Tuesday, April 20

In New York they push a law that would force an increase in the number of nurses in critical areas of hospitals


A group of nurses from New York took to the streets again, this time to honor dozens of health professionals who lost their lives after a year of pandemic, but also to demand the approval of the legislative bill “Safe staff for quality hospital care”, Which would force the incorporation of more staff to critical areas of the State health system.

This Thursday members of the New York State Nurses Association (NYSNA) met at Greeley Square en Manhattan, to raise a slogan: “Many patients died from COVID-19 because there were not enough bedside nurses on the front line.”

The complaint of these health professionals, especially those who serve in the poorest neighborhoods, is that while the number of patients that ideally should be attended by a single nurse, would be four to five depending on the areas, but many of them must be in charge of more than six and up to eight sick at the same time.

Judith Cutchin, a NYSNA board member, explained that in public hospitals in the Big Apple, the necessary proportion of nurses is not met according to the number of patients in each area.

“None of our units, including critical care, has the appropriate number of staff, not even in close proportions, according to what the standards establish. This can be measured in lives lost. Now is the time to ensure that adequate staffing is based on a law in New York, so that all hospitals have optimal levels that save lives“, Assured the leader of NYSNA.

The New York Nurses Association groups 44,000 professionals. (Photo: Courtesy NYSNA)

“Crisis mode”

For its part, nurse Katie Paccione of the Presbyterian Medical Center of Columbia University in New York, has been caring for patients with COVID-19 since this virus spread in the city and related that on many occasions he had to be in several places at the same time in the middle of a public health crisis.

“We are called superheroes for our work during this pandemic, although we don’t feel like superheroes when we don’t have enough nurses to safely care for our patients. We have no superpowers that allow us to be in two places at the same time. When two patients need us at the same time, we do everything possible to provide quality care to both, ”reacted Paccione.

Too Judy Sheridan-González, NYSNA President, insisted that New York remains in “crisis mode” as COVID-19 patients continue to fill our hospitals.

The health professional assures that in the first line they managed to save more than 150,000 patients with complications of death.

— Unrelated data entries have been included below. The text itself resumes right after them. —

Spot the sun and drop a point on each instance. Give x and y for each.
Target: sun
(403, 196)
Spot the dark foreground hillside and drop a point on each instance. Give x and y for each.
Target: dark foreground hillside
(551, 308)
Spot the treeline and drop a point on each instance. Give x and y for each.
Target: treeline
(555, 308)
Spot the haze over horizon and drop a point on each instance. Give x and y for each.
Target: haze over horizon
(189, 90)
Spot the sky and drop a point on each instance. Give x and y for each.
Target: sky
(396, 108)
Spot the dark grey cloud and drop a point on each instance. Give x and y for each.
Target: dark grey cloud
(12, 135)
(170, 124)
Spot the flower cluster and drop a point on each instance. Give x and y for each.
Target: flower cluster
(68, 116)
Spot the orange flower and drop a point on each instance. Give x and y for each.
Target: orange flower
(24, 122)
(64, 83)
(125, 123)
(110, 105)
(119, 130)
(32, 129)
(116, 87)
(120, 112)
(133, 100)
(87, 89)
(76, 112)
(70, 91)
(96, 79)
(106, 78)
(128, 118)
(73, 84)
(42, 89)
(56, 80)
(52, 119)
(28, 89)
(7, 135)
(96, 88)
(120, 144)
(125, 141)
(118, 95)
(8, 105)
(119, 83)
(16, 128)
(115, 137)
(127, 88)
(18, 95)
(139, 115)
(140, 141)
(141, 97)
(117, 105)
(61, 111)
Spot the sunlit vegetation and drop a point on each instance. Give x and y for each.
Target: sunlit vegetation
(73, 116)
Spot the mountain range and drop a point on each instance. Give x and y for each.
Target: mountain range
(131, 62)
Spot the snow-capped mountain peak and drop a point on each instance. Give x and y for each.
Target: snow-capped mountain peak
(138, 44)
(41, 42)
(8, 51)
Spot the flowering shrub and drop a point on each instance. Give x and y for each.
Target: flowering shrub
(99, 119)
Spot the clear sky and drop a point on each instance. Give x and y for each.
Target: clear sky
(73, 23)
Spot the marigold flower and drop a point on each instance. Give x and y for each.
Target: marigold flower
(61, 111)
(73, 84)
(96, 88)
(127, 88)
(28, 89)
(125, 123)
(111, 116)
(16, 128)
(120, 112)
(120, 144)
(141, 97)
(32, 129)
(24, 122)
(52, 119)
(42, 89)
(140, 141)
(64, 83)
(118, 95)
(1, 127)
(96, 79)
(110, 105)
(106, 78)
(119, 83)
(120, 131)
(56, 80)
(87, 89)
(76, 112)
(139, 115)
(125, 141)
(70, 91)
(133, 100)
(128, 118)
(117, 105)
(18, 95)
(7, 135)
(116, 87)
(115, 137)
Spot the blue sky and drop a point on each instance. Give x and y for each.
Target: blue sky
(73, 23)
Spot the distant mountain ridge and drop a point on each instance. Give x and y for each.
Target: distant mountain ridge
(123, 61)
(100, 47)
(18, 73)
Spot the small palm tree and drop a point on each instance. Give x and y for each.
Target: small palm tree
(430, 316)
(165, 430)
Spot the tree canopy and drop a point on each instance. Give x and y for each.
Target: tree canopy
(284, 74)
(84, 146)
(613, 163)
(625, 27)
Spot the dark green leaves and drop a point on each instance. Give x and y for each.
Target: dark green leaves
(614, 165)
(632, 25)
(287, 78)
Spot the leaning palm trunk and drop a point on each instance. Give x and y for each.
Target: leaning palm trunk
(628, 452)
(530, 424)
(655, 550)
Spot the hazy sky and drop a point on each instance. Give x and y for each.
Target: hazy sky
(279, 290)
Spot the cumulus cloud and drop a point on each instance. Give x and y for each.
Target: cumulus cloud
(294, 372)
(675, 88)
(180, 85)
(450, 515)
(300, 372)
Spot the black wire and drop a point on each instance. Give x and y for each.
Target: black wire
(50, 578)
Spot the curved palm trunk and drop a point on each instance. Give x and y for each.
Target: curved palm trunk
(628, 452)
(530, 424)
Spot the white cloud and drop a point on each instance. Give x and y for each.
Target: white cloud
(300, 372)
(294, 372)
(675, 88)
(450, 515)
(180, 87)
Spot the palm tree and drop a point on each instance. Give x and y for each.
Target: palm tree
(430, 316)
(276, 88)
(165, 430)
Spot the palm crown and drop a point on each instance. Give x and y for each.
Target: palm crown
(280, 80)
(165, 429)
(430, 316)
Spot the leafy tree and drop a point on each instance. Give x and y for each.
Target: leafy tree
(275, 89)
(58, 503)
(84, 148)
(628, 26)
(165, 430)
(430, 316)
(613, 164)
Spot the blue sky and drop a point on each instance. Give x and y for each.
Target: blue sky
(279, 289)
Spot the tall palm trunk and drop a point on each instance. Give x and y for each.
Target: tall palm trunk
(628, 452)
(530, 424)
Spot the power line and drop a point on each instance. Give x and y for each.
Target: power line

“How many more would have survived if those in power had listened to us? What will happen in the next viral wave? We know what is needed: transparency, responsibility and a guaranteed number of nurses for all our patients ”, asked the spokeswoman for the association that represents more than 44,000 nurses.

Minimum fee by law

The legislative draft S1032 promoted by New York nurses, is on the state Senate committee and is being sponsored by Senator Gustavo Rivera.

Regulations require intensive care centers and nursing homes to implement certain direct care staff per patient ratios and minimum staffing requirements. It also requires each hospital to present a staffing plan documented.

In addition, civil penalties would be imposed for violations of the minimum staffing of nursing staff and the right of private action is established for these professionals who they could report any assignment illegal and disproportionate work.